Éfeso é a próxima paragem. Aqui, cuido da secreta atracção do homem por ruínas: tem certamente a ver com a fragilidade da nossa natureza intrínseca, com uma conformidade secreta entre esses espaços constituídos por monumentos destruídos e a rapidez da nossa existência.

Segue-se Izmir, a cidade turca mais ocidentalizada da Turquia, depois Bursa com a sua mesquita nobre e elegante e onde o rendilhar das palavras turcas se mistura à ladainha da oração.

De Bursa percorre-se mais umas dúzias de quilómetros e apanha-se o ferry de Alova para Istambul.

Pensa-se encontrar um país tranquilo e reservado devido à influência do Islão e por isso a exuberância e vivacidade do carácter turco é uma surpresa agradável. Parte-se com o coração dividido, qual Istambul dividida entre a Ásia e a Europa.

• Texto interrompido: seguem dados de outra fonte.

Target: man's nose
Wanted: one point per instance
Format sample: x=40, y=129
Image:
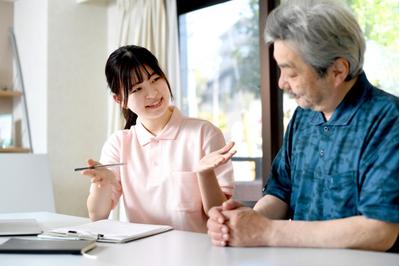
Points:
x=151, y=91
x=282, y=83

Parto com a convicção profunda de ter deixado a Turquia, por breves instantes, até a um regresso desejado! Gautier achara que "as maravilhas deste lugar precisam de iluminação e perspectiva, pois quando nos aproximamos a sedução desfalece"; desta vez discordo dele: a sedução estará sempre lá, é só preciso abrir os olhos e apreendê-la.